In Ghana, all the positive tests genome sequenced in the past few days have been the Omicron variant. 100% sounds scary – clearly the dominant strain very quickly – but what has happened to cases overall.
A very similar pattern to Botswana – hardly any cases but all of those genome sequenced are the Omicron variant. 100% is obviously large but if it is applied to a small number, that’s still a small number.
In South Africa, 5% of the population have had COVID-19 and there have been 31 vaccinations per 100 people. This means a minority of the population has acquired immunity either through infection or vaccination. As Ed Conway of Sky News (alone of the media ready to look for data) commented on Tuesday, around 80% of the cases genome sequenced in the past four weeks have been the Omicron variant, so it has quickly become the dominant variant.
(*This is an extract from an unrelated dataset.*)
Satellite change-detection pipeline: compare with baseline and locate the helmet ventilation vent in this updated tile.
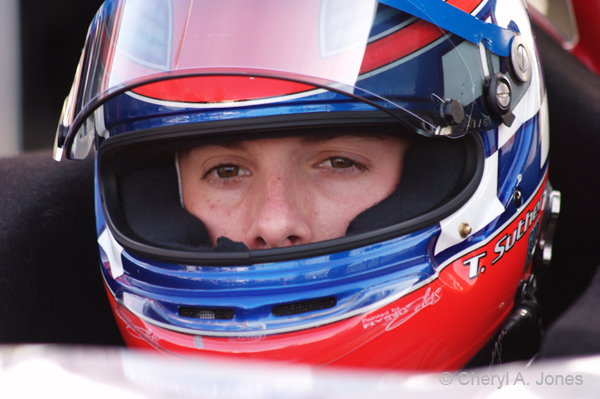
[271,296,337,317]
[179,306,235,320]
In contrast to Botswana and Ghana, there has been a rise in the number of positive tests in recent days but to a level of under 20% of the peak in June this year. This could be the start of another wave and the upward trajectory is certainly quite steep. However, Dr Angelique Coetzee, the South African doctor who first spotted the new Covid variant Omicron, says the patients seen so far have had “extremely mild symptoms” but more time is needed before we know the seriousness of the disease for vulnerable people. Certainly, there is no rise in deaths yet but it perhaps early to tell this given the variant has been around for only around 3 weeks.
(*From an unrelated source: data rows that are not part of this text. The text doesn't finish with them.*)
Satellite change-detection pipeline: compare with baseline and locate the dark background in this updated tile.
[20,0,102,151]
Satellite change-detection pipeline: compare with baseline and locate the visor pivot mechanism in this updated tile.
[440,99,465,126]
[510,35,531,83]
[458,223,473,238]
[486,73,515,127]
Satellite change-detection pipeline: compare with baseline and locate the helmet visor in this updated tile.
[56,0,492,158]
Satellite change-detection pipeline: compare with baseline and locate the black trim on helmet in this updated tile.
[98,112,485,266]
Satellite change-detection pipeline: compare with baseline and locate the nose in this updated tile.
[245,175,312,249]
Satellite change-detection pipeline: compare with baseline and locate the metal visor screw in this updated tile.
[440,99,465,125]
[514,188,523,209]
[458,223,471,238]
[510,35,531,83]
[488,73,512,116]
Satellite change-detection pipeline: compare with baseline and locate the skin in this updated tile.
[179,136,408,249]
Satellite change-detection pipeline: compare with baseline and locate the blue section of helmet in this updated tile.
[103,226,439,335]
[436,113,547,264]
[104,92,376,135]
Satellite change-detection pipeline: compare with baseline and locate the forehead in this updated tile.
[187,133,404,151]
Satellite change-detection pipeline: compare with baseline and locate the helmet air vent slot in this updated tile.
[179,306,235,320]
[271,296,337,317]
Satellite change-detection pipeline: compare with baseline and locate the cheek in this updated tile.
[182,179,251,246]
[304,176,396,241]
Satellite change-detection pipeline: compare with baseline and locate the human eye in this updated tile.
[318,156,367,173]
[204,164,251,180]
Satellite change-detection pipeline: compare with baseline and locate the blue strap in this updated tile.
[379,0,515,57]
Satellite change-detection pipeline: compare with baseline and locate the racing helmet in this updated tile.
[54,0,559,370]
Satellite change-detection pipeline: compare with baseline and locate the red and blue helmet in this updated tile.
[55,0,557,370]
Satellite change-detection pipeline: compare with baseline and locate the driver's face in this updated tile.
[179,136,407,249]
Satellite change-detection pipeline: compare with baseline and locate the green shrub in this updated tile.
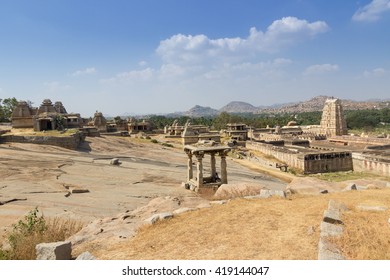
[0,208,82,260]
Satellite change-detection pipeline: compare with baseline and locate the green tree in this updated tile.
[0,97,18,122]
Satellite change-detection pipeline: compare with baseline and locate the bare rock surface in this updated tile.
[0,136,286,253]
[214,183,264,199]
[35,241,72,260]
[287,177,343,195]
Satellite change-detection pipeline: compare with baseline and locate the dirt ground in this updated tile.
[0,136,286,242]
It is early days yet but time will tell how this develops. What I do find concerning is that all this data is available on public websites, but none of it appears in the UK mainstream media. We have generalities about cases taking off in Africa but no hard data in which to put this in context, which is available if you bother to look for it.
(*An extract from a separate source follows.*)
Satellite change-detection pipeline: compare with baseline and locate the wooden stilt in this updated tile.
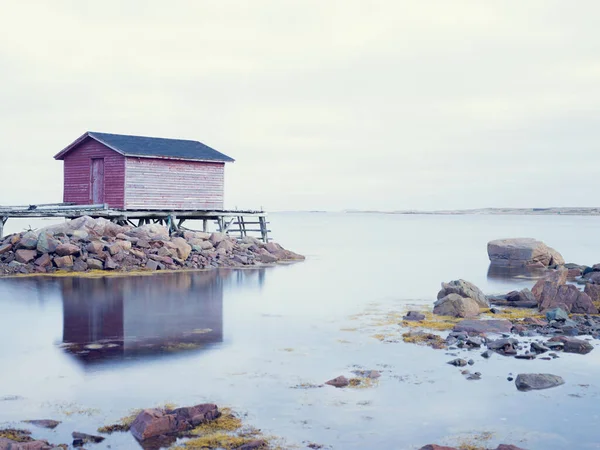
[258,216,269,244]
[0,216,8,239]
Finally, it is worth looking back at what happened with the Beta variant, which also originated in South Africa. When it was first identified in the UK in April this year, the government recommended surge testing in areas where it had been found, to help stop the spread. Surge testing can help identify both asymptomatic and symptomatic cases and reduce transmission of the new variant. The Beta variant had more mutations than previous variants and was thought to be far more transmissible, but not more lethal, than other variants of the coronavirus. There’s was also emerging evidence to suggest it was less susceptible to immunity induced by the Covid-19 vaccines; so, more mutations, more transmissible and more likely to evade the existing vaccines. This all sounds very similar to the situation now with the Omicron variant and the actions being taken. In the end, the current total number of cases of the Beta variant identified in the UK to date is 1,077 and there have been hardly any cases since June. In short, the programme the Government put in place in April to contain the Beta variant resulted in a successful suppression of that strain; let’s hope the similar programme being put into place now will have the same effect.